Opened 17 months ago
Last modified 14 months ago
#822 new defect
Honey format tweaks
Reported by: | Olly Betts | Owned by: | Olly Betts |
---|---|---|---|
Priority: | normal | Milestone: | 2.0.0 |
Component: | Backend-Honey | Version: | |
Severity: | normal | Keywords: | |
Cc: | Blocked By: | ||
Blocking: | Operating System: | All |
Description
The encoding of spelling "tail" and "bookend" term lists could be improved.

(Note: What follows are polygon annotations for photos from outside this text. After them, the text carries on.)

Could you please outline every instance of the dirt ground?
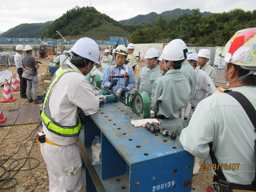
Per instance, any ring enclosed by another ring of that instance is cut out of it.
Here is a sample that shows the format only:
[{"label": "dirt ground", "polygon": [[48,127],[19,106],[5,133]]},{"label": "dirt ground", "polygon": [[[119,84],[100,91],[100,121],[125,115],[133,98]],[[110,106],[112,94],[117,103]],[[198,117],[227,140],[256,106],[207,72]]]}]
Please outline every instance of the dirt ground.
[{"label": "dirt ground", "polygon": [[[40,61],[42,64],[38,70],[39,74],[46,72],[49,63],[47,60]],[[138,64],[140,67],[135,74],[136,80],[140,70],[146,65],[145,61],[138,62]],[[0,71],[6,70],[14,72],[16,69],[15,67],[0,67]],[[38,95],[43,95],[43,82],[40,81],[40,76],[39,79]],[[0,88],[1,99],[3,98],[3,86]],[[27,99],[21,98],[19,91],[12,93],[15,100],[1,103],[1,107],[16,106],[18,108],[19,105],[33,105],[33,102],[28,103]],[[0,192],[49,191],[46,166],[35,137],[41,127],[37,124],[0,127]],[[200,160],[200,164],[203,160]],[[208,172],[200,170],[198,174],[193,176],[192,184],[202,192],[206,191],[212,179],[212,176]],[[84,191],[81,188],[79,192]]]}]

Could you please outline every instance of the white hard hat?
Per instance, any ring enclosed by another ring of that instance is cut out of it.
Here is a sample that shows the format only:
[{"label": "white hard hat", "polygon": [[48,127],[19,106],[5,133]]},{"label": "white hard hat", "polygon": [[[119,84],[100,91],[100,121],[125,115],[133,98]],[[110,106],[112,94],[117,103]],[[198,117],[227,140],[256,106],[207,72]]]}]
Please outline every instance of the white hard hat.
[{"label": "white hard hat", "polygon": [[162,58],[167,61],[179,61],[185,58],[182,48],[177,44],[168,44],[164,47],[158,60],[162,60]]},{"label": "white hard hat", "polygon": [[210,52],[208,49],[203,49],[199,51],[197,55],[198,57],[204,57],[209,59],[210,58]]},{"label": "white hard hat", "polygon": [[[237,47],[237,45],[239,44],[242,45]],[[243,29],[236,32],[229,40],[221,55],[228,63],[251,69],[251,67],[256,67],[255,46],[256,28]]]},{"label": "white hard hat", "polygon": [[159,53],[158,51],[155,48],[150,48],[147,52],[146,56],[145,58],[146,59],[151,59],[154,57],[159,57]]},{"label": "white hard hat", "polygon": [[182,48],[182,50],[184,50],[184,49],[188,48],[185,42],[180,39],[173,39],[172,41],[171,41],[168,44],[172,44],[173,43],[175,43],[180,45],[180,46]]},{"label": "white hard hat", "polygon": [[24,51],[24,47],[21,45],[17,45],[15,49],[18,51]]},{"label": "white hard hat", "polygon": [[100,56],[100,49],[97,44],[92,39],[83,37],[75,44],[71,50],[74,52],[94,63],[100,64],[98,61]]},{"label": "white hard hat", "polygon": [[194,51],[189,51],[187,53],[187,60],[196,60],[198,62],[198,56],[197,54]]},{"label": "white hard hat", "polygon": [[29,50],[32,50],[32,47],[30,45],[27,45],[24,48],[24,51],[26,51]]},{"label": "white hard hat", "polygon": [[127,48],[134,49],[135,49],[135,45],[133,43],[129,43],[127,46]]}]

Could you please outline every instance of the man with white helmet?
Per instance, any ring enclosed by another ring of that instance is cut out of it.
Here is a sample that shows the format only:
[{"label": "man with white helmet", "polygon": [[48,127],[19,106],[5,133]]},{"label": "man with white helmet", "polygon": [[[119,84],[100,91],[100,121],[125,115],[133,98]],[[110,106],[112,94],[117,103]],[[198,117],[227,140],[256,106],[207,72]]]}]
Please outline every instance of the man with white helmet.
[{"label": "man with white helmet", "polygon": [[[78,191],[82,186],[82,160],[76,142],[82,126],[78,113],[96,113],[99,99],[85,76],[99,63],[100,50],[90,38],[79,39],[71,58],[54,74],[41,115],[45,142],[41,153],[47,166],[50,191]],[[85,126],[86,126],[86,124]]]},{"label": "man with white helmet", "polygon": [[109,49],[106,49],[105,52],[105,55],[102,58],[101,62],[106,63],[108,65],[111,65],[113,60],[113,57],[110,54],[111,51]]},{"label": "man with white helmet", "polygon": [[186,127],[187,125],[188,120],[191,116],[189,112],[191,108],[191,102],[196,93],[196,77],[195,70],[191,65],[189,65],[187,60],[187,53],[188,51],[185,42],[180,39],[176,39],[171,41],[169,43],[169,44],[172,45],[173,44],[179,45],[183,50],[184,58],[183,60],[183,64],[180,68],[180,72],[188,82],[190,87],[188,104],[186,107],[185,112],[185,114],[188,114],[188,116],[184,116],[184,120],[183,122],[183,127]]},{"label": "man with white helmet", "polygon": [[155,48],[150,48],[147,52],[147,66],[142,68],[140,72],[135,90],[145,91],[150,97],[152,87],[155,81],[161,75],[160,68],[157,60],[159,54]]},{"label": "man with white helmet", "polygon": [[127,50],[128,55],[125,60],[125,64],[130,66],[132,68],[133,71],[136,69],[137,66],[137,58],[135,54],[134,53],[135,49],[135,45],[133,43],[129,43],[127,46]]},{"label": "man with white helmet", "polygon": [[151,100],[151,110],[163,127],[178,135],[183,128],[180,109],[188,105],[190,86],[180,69],[184,59],[181,48],[173,44],[165,47],[158,59],[166,72],[156,82]]},{"label": "man with white helmet", "polygon": [[69,51],[65,50],[63,52],[63,54],[60,55],[53,59],[53,62],[60,66],[62,66],[65,65],[67,61],[69,60],[71,54]]},{"label": "man with white helmet", "polygon": [[[198,62],[198,56],[196,52],[190,51],[187,54],[188,61],[193,67],[196,74],[196,93],[191,102],[190,116],[193,115],[196,108],[199,102],[207,97],[207,95],[211,95],[216,90],[216,88],[208,74],[200,69],[197,65]],[[189,121],[189,119],[188,120]],[[195,157],[193,174],[196,175],[199,173],[200,166],[199,165],[199,158]]]},{"label": "man with white helmet", "polygon": [[122,87],[123,96],[135,86],[135,76],[132,68],[124,64],[127,56],[126,47],[124,45],[118,46],[116,48],[115,56],[116,63],[107,67],[102,77],[102,84],[113,93]]},{"label": "man with white helmet", "polygon": [[17,45],[16,49],[17,51],[14,56],[14,62],[16,66],[16,68],[17,68],[17,73],[20,76],[20,97],[27,99],[28,97],[26,94],[27,80],[23,79],[21,77],[23,73],[23,65],[22,64],[21,54],[23,54],[24,52],[24,47],[21,45]]},{"label": "man with white helmet", "polygon": [[198,52],[197,65],[200,68],[205,71],[210,76],[214,85],[216,85],[216,70],[207,64],[210,59],[210,52],[206,49],[203,49]]},{"label": "man with white helmet", "polygon": [[206,158],[202,168],[214,175],[221,192],[255,191],[255,44],[256,28],[228,41],[222,55],[229,89],[198,104],[180,138],[185,150]]},{"label": "man with white helmet", "polygon": [[[37,90],[39,80],[38,78],[37,69],[39,66],[37,65],[36,59],[32,56],[32,47],[30,45],[27,45],[24,48],[24,51],[26,55],[22,59],[22,63],[24,68],[31,69],[35,72],[33,76],[33,79],[32,81],[28,81],[27,86],[27,95],[28,97],[28,102],[31,103],[33,102],[34,104],[42,103],[43,101],[39,100],[37,98]],[[33,89],[33,97],[31,95],[31,89]]]}]

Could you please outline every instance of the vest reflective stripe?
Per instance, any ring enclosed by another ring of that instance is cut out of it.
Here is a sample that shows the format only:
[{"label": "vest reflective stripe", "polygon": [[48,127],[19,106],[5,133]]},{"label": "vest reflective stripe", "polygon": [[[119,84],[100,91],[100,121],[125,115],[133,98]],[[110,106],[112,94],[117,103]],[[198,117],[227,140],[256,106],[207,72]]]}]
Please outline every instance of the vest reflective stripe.
[{"label": "vest reflective stripe", "polygon": [[76,125],[74,126],[62,126],[54,121],[51,116],[49,106],[49,100],[52,87],[63,75],[71,72],[76,72],[76,71],[67,65],[60,67],[56,71],[48,88],[44,103],[44,109],[41,114],[41,120],[49,131],[64,137],[74,137],[79,135],[82,126],[81,120],[78,117]]}]

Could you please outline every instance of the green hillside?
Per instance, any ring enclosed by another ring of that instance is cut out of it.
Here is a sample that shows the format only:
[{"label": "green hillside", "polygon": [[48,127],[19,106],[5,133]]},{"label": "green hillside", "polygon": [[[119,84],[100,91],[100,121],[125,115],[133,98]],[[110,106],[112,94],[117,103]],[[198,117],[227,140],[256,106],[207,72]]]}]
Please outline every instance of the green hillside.
[{"label": "green hillside", "polygon": [[0,35],[6,38],[39,38],[43,32],[53,21],[35,23],[23,23],[10,29]]},{"label": "green hillside", "polygon": [[132,33],[112,23],[104,20],[103,23],[97,28],[84,32],[81,35],[75,36],[68,36],[67,39],[72,39],[87,37],[94,40],[108,41],[110,36],[126,37],[131,36]]},{"label": "green hillside", "polygon": [[[186,14],[192,15],[193,12],[193,10],[177,8],[172,10],[164,11],[160,14],[158,14],[155,12],[151,12],[146,15],[139,15],[129,19],[121,20],[119,22],[125,25],[140,25],[144,27],[147,26],[154,26],[160,15],[162,15],[163,18],[166,19],[167,22],[169,22],[172,19],[177,19],[180,16]],[[203,16],[212,14],[210,12],[205,12],[201,13]]]}]

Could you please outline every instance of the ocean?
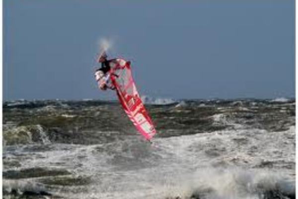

In honey the spelling data encoding makes use of knowing that the last 2 (for tail) or 1 (for bookend) bytes are fixed and that we can know them by looking at the key, but we still store a reuse byte for the first entry. This could reuse up to two bytes, but usually won't save any and takes a byte to store, so overall it costs us slightly under one byte per tail and per bookend term list. That's less than twice the number of spelling targets (typically significantly so since many words have the same last two bytes / same first and last byte) so it's not a vast saving (e.g. the largest spelling data table I have to hand is from recoll which has 494633 spelling targets but only 1617 bookends and 1802 tails, so the saving there would be at most 3419 bytes), but supporting this also complicates decode because it is possible for the reuse and tail to overlap (we weren't handling this situation correctly until 99873ea22f22e8cb99d4f1db2d6591c2f725afa8) so we really should sort it out at some point.
Decision: leave as-is for 1.5.x, change once we start development after the next stable release.